Instead of trying to find a cure he invests in ‘Comatoriums’ to which Dr. Cooper disagrees and this is after he discovers the problem and made all of the money off of the drug. I think what this movie is trying to say in its own way (despite it being plainly stated) is that happiness doesn’t come cheaply or in a pill. Undeserved happiness is a sure way to failure and trying to live in our own pasts to make our present happy will only lead to unhappiness for the families involved. You do need the sad, bitter, and lonely days to contrast with the happy. How can you ever appreciate what’s in your life if you have no means to measure it?

Yeah, your days might suck and they might be trying, but that’s the point: life isn’t meant for total and complete happiness all the time. In fact, I dare say that our ideal of what happiness is is totally out of whack with reality. I read a Psychology Today article that really made me think about my happiness and how it’s not entirely what we think it is (link). It’s contentment and not this over-blown sugar coated sickiening thing that most people see it as. None of us could measure up to that feeling. And we (I’m using the royal we because this is seemingly universal) we feel depressed when we fail–when we don’t measure up.
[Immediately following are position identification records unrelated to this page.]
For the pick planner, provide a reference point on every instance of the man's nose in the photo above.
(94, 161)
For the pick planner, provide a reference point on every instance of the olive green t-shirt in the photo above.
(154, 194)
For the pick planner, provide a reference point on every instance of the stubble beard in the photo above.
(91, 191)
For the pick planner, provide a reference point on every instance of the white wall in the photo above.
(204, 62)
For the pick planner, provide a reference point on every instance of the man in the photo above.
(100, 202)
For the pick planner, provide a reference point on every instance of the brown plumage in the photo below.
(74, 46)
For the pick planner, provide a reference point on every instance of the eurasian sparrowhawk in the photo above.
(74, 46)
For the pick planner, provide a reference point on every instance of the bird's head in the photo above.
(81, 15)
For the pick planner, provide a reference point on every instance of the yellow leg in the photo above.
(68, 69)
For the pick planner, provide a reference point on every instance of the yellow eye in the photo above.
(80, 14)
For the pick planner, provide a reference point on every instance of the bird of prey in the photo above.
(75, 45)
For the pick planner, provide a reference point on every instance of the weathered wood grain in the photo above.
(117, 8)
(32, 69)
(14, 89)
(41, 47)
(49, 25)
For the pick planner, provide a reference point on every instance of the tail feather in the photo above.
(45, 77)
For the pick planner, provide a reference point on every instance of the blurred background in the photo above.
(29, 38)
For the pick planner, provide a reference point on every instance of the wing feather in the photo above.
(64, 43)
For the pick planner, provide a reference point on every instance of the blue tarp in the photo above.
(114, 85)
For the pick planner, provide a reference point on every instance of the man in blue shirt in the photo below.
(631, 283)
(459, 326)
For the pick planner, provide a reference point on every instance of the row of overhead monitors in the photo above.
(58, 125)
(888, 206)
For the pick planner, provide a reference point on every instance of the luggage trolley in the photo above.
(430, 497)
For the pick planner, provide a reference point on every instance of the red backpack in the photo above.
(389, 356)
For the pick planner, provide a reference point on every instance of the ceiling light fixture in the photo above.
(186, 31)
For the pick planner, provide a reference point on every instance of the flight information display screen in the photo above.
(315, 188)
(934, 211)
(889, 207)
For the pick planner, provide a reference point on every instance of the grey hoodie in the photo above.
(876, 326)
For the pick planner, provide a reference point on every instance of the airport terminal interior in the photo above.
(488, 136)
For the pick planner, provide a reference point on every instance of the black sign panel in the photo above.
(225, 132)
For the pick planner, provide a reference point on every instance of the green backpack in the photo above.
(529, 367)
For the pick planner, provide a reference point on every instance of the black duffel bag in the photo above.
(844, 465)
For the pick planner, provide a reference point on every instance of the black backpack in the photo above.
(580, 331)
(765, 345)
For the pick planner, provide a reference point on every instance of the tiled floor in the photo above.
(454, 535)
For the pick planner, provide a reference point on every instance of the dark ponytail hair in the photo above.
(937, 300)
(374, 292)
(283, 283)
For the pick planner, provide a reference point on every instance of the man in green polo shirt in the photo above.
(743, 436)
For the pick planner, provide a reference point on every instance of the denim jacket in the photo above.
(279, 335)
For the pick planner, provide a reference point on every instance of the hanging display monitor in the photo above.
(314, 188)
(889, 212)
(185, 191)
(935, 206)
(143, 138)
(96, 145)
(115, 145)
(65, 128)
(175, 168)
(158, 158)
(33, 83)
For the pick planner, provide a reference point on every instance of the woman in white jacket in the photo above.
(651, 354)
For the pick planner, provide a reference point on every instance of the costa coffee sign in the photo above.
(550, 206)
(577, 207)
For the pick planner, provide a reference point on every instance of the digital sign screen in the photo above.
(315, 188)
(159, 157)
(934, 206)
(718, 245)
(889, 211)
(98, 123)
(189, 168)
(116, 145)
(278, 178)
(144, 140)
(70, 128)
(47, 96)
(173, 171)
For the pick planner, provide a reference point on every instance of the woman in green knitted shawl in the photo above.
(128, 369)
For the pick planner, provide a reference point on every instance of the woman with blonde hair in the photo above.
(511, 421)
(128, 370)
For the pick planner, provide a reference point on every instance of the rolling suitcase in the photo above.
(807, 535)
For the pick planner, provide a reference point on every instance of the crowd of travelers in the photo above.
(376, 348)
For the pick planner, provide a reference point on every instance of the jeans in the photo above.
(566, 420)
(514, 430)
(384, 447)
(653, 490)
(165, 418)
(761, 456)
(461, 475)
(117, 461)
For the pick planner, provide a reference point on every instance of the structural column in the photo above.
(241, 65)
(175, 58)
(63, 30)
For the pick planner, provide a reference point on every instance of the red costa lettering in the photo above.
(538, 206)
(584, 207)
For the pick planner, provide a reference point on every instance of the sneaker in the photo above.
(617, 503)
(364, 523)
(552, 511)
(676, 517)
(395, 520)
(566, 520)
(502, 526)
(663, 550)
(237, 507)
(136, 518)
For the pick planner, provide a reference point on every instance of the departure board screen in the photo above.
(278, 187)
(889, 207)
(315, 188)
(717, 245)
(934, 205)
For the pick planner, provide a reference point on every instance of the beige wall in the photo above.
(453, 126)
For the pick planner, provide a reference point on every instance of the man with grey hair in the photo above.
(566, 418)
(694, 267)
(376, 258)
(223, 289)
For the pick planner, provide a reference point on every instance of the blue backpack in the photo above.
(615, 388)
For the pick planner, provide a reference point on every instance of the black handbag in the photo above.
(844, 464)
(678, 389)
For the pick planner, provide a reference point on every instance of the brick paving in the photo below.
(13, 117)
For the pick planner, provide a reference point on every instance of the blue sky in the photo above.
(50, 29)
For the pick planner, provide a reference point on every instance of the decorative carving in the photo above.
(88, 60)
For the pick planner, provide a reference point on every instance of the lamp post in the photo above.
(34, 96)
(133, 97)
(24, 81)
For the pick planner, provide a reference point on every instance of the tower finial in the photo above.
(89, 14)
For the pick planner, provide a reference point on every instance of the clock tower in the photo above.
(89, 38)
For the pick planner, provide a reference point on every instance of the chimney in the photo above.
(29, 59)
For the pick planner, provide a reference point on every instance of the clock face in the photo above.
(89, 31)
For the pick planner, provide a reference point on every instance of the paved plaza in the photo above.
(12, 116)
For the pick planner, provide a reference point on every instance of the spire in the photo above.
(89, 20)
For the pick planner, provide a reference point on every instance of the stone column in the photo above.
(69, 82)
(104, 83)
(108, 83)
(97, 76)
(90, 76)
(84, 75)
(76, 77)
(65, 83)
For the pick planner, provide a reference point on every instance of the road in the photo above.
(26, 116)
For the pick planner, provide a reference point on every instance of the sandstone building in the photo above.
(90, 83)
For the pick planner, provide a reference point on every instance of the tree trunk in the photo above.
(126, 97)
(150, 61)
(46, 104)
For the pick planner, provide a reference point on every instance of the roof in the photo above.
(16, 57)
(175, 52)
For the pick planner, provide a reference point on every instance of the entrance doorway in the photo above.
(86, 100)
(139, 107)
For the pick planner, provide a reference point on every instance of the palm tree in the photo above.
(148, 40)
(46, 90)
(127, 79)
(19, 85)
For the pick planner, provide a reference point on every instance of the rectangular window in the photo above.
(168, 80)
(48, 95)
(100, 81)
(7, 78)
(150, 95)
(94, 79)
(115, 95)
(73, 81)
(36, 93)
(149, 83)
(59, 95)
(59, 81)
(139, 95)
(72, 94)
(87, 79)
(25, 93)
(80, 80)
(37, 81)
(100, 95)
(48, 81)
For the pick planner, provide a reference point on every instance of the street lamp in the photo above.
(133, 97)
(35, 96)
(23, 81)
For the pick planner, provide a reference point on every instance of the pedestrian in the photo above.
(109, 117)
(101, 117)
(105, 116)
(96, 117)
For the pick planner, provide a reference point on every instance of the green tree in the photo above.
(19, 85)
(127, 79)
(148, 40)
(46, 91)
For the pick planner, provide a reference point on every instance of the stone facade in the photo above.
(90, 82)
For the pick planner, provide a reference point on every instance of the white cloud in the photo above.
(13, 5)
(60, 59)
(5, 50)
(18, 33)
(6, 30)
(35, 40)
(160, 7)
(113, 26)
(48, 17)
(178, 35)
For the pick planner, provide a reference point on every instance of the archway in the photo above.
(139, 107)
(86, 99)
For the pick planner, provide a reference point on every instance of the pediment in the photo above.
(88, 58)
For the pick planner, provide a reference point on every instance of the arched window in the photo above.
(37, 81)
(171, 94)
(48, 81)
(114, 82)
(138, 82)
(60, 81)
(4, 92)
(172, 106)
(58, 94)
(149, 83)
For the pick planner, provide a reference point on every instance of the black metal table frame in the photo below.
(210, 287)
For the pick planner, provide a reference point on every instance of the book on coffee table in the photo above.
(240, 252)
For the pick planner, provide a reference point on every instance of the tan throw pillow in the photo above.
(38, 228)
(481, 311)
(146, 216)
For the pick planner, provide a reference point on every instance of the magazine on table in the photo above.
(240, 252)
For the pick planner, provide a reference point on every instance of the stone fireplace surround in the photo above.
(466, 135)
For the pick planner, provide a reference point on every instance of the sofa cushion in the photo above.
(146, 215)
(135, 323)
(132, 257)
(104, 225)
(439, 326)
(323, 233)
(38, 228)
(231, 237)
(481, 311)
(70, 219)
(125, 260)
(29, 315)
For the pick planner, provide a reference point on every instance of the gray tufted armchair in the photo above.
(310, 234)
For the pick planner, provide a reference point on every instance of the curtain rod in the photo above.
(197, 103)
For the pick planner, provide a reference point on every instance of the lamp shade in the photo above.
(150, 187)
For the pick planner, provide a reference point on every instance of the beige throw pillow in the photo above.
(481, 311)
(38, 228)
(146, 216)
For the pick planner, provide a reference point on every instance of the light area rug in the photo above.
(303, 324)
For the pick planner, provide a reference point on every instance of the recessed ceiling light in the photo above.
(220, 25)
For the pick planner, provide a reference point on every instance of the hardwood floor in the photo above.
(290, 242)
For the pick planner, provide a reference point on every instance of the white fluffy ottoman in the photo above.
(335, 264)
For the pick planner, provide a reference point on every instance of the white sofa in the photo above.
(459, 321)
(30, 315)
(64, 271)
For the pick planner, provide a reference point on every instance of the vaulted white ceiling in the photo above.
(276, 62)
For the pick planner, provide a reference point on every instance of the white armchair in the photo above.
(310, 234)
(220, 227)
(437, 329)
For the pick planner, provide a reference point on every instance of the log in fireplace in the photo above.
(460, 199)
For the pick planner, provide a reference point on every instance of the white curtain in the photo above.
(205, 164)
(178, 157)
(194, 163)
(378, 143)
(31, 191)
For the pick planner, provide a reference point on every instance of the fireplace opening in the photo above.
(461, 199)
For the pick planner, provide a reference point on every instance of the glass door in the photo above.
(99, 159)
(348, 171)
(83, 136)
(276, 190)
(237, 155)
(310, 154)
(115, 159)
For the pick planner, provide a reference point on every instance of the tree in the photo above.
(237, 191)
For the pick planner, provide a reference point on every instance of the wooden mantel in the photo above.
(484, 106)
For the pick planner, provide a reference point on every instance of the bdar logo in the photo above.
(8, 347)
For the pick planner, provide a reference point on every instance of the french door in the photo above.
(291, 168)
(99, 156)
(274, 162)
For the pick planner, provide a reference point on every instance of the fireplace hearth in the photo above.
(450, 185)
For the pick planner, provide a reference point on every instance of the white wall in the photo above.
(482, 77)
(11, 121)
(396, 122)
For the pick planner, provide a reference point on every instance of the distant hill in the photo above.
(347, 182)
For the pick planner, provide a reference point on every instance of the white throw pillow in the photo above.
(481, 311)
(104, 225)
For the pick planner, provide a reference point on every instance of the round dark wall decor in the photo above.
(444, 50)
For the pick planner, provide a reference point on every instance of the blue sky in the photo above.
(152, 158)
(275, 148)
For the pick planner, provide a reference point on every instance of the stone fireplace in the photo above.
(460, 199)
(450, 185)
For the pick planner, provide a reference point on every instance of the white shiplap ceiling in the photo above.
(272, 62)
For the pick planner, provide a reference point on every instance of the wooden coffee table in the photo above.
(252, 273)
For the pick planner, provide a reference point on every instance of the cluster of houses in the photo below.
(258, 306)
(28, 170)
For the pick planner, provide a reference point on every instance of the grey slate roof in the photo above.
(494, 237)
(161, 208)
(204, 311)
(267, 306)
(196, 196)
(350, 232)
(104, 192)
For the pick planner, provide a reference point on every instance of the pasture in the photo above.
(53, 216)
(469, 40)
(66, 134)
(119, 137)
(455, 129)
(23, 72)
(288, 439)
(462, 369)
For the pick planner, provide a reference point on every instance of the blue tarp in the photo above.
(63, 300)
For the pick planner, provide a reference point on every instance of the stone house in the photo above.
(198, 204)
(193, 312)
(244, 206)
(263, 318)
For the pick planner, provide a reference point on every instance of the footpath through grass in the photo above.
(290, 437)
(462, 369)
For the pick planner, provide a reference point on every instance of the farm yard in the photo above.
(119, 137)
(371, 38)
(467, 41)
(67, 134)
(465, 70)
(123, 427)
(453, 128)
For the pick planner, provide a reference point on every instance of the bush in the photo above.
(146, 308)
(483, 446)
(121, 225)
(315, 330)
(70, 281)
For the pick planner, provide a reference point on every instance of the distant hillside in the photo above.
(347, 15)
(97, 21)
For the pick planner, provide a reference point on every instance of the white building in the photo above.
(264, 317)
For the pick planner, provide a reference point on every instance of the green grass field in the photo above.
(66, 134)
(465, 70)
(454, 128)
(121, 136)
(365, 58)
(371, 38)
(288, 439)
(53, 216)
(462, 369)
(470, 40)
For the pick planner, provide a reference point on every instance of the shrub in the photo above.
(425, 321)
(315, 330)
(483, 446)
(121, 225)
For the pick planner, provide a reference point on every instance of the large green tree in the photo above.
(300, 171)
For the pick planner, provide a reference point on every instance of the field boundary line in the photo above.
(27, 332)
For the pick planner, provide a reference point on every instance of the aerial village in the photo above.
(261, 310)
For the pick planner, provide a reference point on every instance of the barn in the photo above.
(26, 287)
Another angle to this movie is the Corporation vs. The Everyman, yeah, the struggle between Roritor Industries and the small R&D crews is quite on the nose. This big monolithic corporation trying to find the next big thing other than Stummies really tears through its own people in its pursuit of a new drug. Then when up against the wall their scientist does what anyone aware that the noose is tightening would do: he lies. And that lie leads to bigger problems and bigger problems until it starts affecting everyone everywhere.

This is some nasty stuff and the complicated desires between business and good products. Any company that acted this way would rightly be sued into oblivion, but the PR spin seems to work in the end as everyone’s so goddamn happy. Other issues which are touched upon are creativity and depression and how Grivo plays this small club every night when he’s depressed, but when he’s happy he’s winning awards for his song Happiness Pie. Which says something even worse about the music industry because that’s what people seem to enjoy: sugary happy shit. The other is Wally and his closeted homosexuality and how he goes to outrageous lengths to hide the fact that he likes men despite the fact that it’s not exactly a secret and that he should just be himself, but society kind of told him a while back that you don’t get anywhere by being that open. He inevitably takes the drug and becomes extremely openly gay as well as falling into a happy coma.

Yeah…I really enjoy this movie and it says a lot about our culture of wanting to be perpetually happy and how if you’re not then you’re not really accepted as a person or by anyone–which isn’t true. That we should stop trying to be happy and just try to enjoy ourselves while we’re here. Or at least that’s what I got from it. Anyone else care to chime in with a differing view?